Researchers at Lawrence Livermore National Laboratory (LLNL) are currently exploring the potential use of “collaborative autonomy” to creates a network of autonomous machines and humans that could be used by first responders.
The research team is developing a coordinated and distributed network of nodes with artificial intelligence capabilities that can be affixed to things like autonomous vehicles, drones, and robots.
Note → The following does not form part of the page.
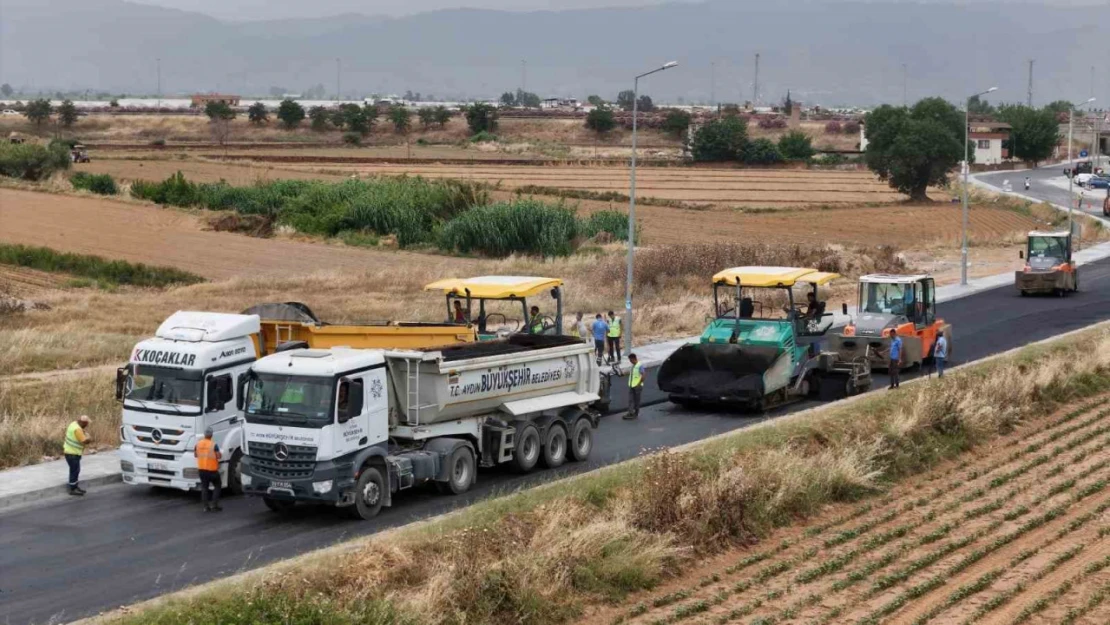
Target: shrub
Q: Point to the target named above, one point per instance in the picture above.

The team is currently exploring a decentralized network in which intelligence and sensor data is shared among machines and a belief network in which nodes use observations to calculate probabilities.
“The idea with collaborative autonomy is not the human flying the drone, it’s the human in control in the sense of guiding the mission or the task,” Reg Beer, the LLNL engineer heading the Lab’s collaborative autonomy effort, said. “The goal is to employ robotic partners with the ability to direct an autonomous squadmate and have that squadmate go achieve something without having to be teleoperated or with intense oversight.”
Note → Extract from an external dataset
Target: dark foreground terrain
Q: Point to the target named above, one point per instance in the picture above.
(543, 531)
Machine-based systems that rely on unexplainable artificial intelligence systems, Beer said, will not be successful because society won’t trust something that cannot be understood.
“Humans have to see a reason and a logic to things, and if the machine seems unpredictable to us, if we don’t understand why it’s making its decisions, it won’t be adopted,” Beer said. “We want to trust that it’s going to perform and function optimally and if it makes a mistake, we’re going to have a basis to explain the mistake.”
Anantha Krishnan, the associate director engineering at LLNL, said the ultimate objective is to develop algorithms and computing capabilities that allow an adaptable network of mobile and autonomous platforms to collaborate in real time and create an “actionable picture of the operating environment.”
One of the biggest challenges is processing data across large networks of sensors so that artificial intelligence machines can communicate with the network and determine what needs to be sensed.
“We don’t want nodes to be ‘dumb’ sensors that go out and collect data, and send their data to a fusion center that interprets all the data, and directs the network over the next timestep,” Ryan Goldhahn, an LLNL researcher, said. “The idea is for the individual nodes themselves to judiciously choose what data to sense and what they should send to other nodes — you don’t want your network to rely on one node, which is a potential vulnerability. If the intelligence is pushed out to the individual nodes, and each of those nodes is making a local decision, then if one node gets destroyed, the others can compensate, and the performance of the entire network degrades gracefully.”